Three groups set off on scavenger hunt adventures to discover clay figures (made by AJ Pratt with love) of the types of birds they are learning from- who would be a friend and ally to them. After everyone had found a bird (all campers kept on the search until everyone had found their bird) they brought them back to paint them. Each day they are part of our opening circle and at the end of camp campers will bring their bird ally home. Upon learning this one camper said “This bird will be my friend. At night when I feel sad I will open my drawer where he will live and I will hold him to remind me that I am not alone.”

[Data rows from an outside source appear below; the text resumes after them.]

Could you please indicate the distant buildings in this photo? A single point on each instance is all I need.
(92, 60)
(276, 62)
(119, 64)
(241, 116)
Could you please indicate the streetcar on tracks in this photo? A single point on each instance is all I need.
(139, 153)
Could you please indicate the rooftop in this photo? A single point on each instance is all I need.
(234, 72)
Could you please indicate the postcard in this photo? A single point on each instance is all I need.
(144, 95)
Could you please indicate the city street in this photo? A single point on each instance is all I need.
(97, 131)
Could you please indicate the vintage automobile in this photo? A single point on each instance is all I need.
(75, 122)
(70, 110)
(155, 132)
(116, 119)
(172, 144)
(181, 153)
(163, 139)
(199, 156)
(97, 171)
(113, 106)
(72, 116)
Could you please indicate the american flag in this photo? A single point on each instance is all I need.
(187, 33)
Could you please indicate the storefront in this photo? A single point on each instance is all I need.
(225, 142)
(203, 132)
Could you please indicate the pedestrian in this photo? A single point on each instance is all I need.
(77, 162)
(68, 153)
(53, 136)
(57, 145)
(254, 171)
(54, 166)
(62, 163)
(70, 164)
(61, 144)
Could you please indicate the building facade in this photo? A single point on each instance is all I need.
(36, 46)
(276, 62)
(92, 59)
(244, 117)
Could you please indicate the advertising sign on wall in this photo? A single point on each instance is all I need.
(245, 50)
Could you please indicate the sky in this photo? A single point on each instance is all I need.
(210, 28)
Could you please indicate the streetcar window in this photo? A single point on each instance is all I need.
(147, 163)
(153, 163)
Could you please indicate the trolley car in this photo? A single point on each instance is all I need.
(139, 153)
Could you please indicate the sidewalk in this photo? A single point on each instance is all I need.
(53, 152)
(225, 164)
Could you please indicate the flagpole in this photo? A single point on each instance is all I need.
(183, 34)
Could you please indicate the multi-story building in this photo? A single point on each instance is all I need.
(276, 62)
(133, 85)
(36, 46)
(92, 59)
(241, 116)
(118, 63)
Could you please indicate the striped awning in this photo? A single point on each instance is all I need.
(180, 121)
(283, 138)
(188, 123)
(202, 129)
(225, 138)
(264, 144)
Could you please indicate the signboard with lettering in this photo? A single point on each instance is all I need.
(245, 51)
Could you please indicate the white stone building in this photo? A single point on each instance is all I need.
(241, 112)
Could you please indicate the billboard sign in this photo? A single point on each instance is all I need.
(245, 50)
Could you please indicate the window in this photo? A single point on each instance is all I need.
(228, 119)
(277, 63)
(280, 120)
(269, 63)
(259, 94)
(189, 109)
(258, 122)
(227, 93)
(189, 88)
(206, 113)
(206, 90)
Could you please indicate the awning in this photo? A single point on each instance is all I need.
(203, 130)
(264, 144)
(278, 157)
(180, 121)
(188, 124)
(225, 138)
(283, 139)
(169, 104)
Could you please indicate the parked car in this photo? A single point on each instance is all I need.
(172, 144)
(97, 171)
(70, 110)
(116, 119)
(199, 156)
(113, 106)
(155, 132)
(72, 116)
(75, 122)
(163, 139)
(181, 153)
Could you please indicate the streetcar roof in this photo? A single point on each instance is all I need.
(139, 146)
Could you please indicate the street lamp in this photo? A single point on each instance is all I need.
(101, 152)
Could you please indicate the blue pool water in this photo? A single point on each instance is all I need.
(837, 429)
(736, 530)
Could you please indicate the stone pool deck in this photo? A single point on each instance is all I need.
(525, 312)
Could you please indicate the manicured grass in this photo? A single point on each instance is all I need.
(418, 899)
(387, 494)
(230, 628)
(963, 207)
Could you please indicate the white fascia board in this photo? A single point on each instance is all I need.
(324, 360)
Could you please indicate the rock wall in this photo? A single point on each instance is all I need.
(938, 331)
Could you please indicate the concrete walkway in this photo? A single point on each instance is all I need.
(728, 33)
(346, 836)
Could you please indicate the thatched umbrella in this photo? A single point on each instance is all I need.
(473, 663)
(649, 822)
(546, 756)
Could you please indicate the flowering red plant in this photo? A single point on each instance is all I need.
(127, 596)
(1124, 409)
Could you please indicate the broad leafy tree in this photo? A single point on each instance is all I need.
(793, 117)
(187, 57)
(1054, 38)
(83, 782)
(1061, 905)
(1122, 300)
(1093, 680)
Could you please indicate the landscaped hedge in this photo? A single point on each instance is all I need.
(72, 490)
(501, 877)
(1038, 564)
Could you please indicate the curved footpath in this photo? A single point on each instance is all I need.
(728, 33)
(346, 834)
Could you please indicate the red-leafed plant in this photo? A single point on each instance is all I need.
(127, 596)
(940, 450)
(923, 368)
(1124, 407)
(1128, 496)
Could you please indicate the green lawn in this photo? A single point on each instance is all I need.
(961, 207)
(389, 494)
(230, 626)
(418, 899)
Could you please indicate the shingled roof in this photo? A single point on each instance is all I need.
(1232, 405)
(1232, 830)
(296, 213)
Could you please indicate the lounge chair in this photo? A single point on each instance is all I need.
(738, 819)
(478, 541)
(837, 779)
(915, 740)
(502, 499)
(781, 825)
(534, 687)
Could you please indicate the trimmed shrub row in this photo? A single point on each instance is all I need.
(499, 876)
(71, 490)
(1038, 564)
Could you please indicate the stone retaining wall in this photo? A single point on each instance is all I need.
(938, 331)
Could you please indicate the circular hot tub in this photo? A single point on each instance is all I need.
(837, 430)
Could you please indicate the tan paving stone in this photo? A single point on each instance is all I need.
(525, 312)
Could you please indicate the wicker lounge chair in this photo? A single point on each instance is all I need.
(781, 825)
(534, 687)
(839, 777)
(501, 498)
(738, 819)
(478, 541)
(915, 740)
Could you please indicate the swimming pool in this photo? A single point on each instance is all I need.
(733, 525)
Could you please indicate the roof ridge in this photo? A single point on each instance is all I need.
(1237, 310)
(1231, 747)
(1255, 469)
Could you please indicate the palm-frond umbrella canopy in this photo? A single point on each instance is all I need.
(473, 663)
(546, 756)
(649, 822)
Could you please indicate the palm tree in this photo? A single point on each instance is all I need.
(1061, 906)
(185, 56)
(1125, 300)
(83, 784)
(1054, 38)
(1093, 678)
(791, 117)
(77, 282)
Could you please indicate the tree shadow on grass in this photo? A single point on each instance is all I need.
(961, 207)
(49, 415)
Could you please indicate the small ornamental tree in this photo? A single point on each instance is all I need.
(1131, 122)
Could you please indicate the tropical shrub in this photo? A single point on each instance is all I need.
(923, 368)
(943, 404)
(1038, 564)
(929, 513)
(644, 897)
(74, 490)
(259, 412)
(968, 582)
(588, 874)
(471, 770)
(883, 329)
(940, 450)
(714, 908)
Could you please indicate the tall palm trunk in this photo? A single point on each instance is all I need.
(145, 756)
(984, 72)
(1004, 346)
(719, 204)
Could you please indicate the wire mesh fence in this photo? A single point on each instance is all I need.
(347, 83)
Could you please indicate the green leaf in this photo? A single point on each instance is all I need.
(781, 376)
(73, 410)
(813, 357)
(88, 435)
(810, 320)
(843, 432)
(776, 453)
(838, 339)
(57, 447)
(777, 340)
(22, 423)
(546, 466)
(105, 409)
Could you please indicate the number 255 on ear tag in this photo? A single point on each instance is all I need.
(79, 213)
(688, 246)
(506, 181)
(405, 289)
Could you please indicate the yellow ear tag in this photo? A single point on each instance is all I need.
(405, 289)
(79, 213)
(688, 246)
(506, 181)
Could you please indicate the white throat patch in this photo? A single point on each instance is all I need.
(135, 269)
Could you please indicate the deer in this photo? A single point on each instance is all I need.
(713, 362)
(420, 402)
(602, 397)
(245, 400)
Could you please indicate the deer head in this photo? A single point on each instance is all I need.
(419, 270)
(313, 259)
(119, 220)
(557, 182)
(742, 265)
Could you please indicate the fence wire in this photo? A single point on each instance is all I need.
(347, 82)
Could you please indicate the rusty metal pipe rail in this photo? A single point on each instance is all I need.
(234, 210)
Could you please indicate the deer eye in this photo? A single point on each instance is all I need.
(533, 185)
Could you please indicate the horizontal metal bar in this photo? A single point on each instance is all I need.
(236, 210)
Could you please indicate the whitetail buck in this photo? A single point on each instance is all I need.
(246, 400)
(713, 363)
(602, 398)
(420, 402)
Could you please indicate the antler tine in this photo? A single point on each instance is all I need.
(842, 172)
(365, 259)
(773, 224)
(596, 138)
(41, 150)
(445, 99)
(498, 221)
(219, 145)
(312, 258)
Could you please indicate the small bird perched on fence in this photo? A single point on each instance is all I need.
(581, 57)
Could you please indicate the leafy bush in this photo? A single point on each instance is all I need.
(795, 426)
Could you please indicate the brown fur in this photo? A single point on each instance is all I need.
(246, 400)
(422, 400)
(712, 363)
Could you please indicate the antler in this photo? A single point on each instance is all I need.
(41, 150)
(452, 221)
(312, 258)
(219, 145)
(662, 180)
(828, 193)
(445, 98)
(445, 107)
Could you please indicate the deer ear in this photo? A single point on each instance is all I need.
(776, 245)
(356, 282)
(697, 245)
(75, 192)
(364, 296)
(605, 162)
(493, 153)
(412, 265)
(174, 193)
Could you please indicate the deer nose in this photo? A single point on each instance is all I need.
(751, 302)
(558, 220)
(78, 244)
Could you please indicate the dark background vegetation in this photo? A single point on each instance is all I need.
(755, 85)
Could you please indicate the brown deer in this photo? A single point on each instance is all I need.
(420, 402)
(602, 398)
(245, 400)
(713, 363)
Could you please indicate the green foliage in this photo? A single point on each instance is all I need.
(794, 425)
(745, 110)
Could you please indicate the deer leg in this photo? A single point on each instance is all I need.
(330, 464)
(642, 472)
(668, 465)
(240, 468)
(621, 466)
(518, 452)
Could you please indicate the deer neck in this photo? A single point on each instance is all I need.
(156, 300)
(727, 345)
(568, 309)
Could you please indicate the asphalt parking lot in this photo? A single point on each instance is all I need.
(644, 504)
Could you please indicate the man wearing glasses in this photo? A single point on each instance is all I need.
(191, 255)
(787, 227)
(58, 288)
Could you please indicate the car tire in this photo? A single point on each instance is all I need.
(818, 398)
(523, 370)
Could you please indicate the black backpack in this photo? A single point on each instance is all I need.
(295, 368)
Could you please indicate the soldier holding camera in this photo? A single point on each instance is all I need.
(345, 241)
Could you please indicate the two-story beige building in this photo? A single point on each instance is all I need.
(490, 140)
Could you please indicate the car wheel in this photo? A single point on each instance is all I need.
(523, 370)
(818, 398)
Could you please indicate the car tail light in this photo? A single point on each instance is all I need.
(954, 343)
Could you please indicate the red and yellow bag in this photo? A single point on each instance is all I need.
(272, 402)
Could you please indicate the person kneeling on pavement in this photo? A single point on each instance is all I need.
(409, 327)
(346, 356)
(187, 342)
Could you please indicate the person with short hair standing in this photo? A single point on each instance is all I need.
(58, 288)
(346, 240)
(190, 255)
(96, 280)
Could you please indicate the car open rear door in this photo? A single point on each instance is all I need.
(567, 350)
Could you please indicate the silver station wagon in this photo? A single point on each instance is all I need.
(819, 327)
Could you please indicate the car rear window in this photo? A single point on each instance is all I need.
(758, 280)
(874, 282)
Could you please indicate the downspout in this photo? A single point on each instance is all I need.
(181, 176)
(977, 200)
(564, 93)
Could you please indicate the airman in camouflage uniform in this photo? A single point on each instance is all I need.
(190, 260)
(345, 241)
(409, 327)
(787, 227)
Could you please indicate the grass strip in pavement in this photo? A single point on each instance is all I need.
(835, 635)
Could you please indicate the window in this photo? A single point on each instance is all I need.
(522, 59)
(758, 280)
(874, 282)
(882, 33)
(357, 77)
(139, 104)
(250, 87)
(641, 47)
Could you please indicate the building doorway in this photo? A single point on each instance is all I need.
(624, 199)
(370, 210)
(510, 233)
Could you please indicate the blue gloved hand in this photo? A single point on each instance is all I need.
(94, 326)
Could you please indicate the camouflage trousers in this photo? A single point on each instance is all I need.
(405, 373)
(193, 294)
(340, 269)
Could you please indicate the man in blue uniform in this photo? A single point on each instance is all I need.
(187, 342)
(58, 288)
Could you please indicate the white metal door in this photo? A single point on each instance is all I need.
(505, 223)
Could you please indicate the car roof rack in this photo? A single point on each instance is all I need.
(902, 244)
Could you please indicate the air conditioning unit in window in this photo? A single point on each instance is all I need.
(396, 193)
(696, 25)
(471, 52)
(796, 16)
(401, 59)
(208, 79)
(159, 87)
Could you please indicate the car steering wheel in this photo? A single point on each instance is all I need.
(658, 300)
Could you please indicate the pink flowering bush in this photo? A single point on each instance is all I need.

Counselor Debriefs and Conflict Resolution
In this camp we pay special attention to all of the interactions that we have. Conflicts, tensions, and misunderstandings are seen as an opportunity to learn and tend to the work of creating a culture of kindness.
Each day the counselors gather with two senior counselor and Erin to report on their experience, to assess their learning goals and what they want to work on, the successes that they have, and to get help in responding to camper needs and dynamics. In a debrief, a counselor brought up some tensions they were feeling with some of their campers in the group. Soon after a camper reported feeling frustrated with this counselor. This was the perfect opportunity to address needs that each had. So camper, counselor and me as mediator sat together. The camper was scared to have this conversation but with encouragement tried it out. Each shared the way they felt, what they needed, and what they appreciated about the other person. They made a plan for how they would work to treat each other. The next day the camper came to nature and said to me “Thank You!!!”. I said “You’re Welcome! For what?!”. The camper said, “It worked! We are bonding!” as they went to sit by their counselor. The counselor said “It’s true! Not only did that conversation solve our problem but it changed how I feel today, I’m more relaxed and everything is going more smoothly with the rest of the group!”. What was a brewing source of disconnect became a pathway to a connection. Both expressed a feeling of excitement that those feelings didn’t have to be scary or secret but instead something that when talked about it helped them make changes that felt good.
Up next?
Nest building with mud, sticks and hay, water play, and camouflage kick the can!